Efrîn’i Hatay’a bağladı, etnik temizlik uyguladı-II

Efrîn, iki yıldır bir Türk kenti gibi Hatay Valiliği ve olağanüstü şartlarla MİT tarafından yönetiliyor. Türk devleti kurduğu mekanizmalarla Kürtlere etnik temizlik uyguluyor, işbirlikçi Kürt’ü bile barındırmıyor.

İşgalci Türk devleti, 18 Mart 2018’de Efrîn’i işgal ettikten sonra varlığını meşrulaştırmak için oluşturduğu askeri ve siyasi mekanizmalara rağmen iki yıldır Hatay Valiliği ve Milli İstihbarat Teşkilatı (MİT) ile yönetiyor. Efrîn’de kalmakta direnen Kürtlere dönük tam bir etnik temizlik uyguladı ve uygulamaya devam ediyor. Efrîn içinde işgale ortak olmuş ENKS’li Kürtlere bile işkence yapan Türk devleti, kendi kurduğu mekanizmalarda yer alan Kürtleri bile göz altına alıp tutukluyor.

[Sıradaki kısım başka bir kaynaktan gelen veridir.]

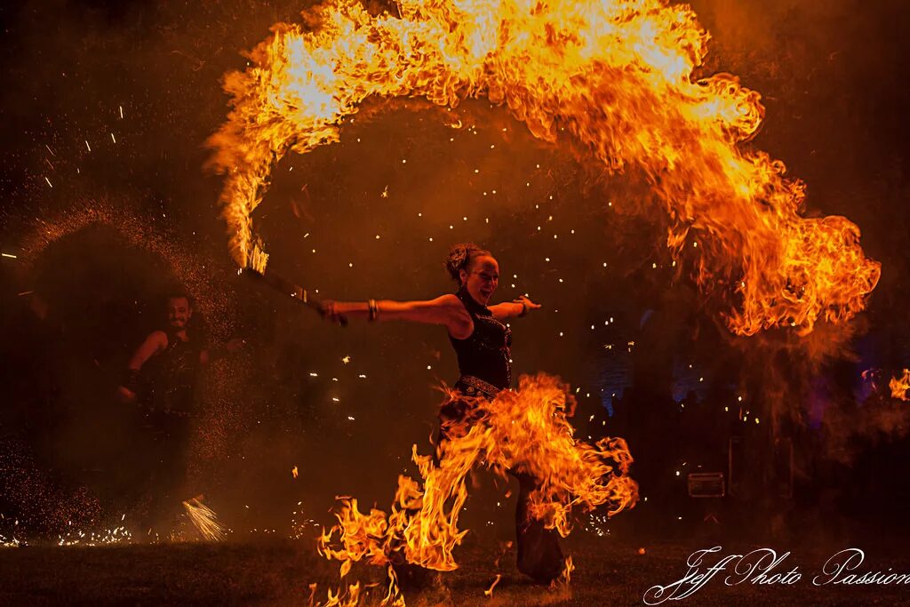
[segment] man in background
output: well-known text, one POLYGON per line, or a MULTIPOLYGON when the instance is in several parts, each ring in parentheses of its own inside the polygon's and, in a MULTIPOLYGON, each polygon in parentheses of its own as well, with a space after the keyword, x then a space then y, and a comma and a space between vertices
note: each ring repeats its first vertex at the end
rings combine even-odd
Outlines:
MULTIPOLYGON (((136 349, 117 388, 121 400, 138 403, 148 430, 149 465, 146 493, 149 498, 147 523, 156 520, 172 523, 184 500, 187 455, 192 420, 196 413, 196 388, 202 366, 239 349, 239 339, 207 349, 190 329, 193 300, 183 292, 167 299, 164 329, 153 331, 136 349)), ((168 530, 170 531, 170 530, 168 530)))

Türk devletinin işgal saldırısı öncesinde Kürtler, Araplar, Ermeniler, Süryaniler, Êzidîler, Aleviler ve Sünniler, Demokratik Özerk Yönetim bünyesinde bir arada yaşıyor ve yönetimde yerlerini alıyordu. Türk devleti, 20 Ocak 2018’de işgal saldırısı başlattığında Efrîn halkı da QSD güçleriyle birlikte direndi. İşgalciler ağır bombardıman ve katliamlarla ilerledikçe Efrîn halkı şehir merkezine doğru göç etmek zorunda kaldı. Türk ordusu, 18 Mart 2018’de Efrîn kent merkezi çevresine ulaştı ve saldırılarını yoğunlaştırdı. Sivil yerleşim yerleri bombalanarak katliam gerçekleştirildi. Demokratik Özerk Yönetim’in aldığı karar doğrultusunda Efrîn halkının yaklaşık yüzde 80’i şehirden çıktı. Büyük bölümü Şehba alanına geçen Efrînlilerin bir kısmı ise Halep ile Rojava’nın Cizîr ve Kobanê kantonlarına göç etti.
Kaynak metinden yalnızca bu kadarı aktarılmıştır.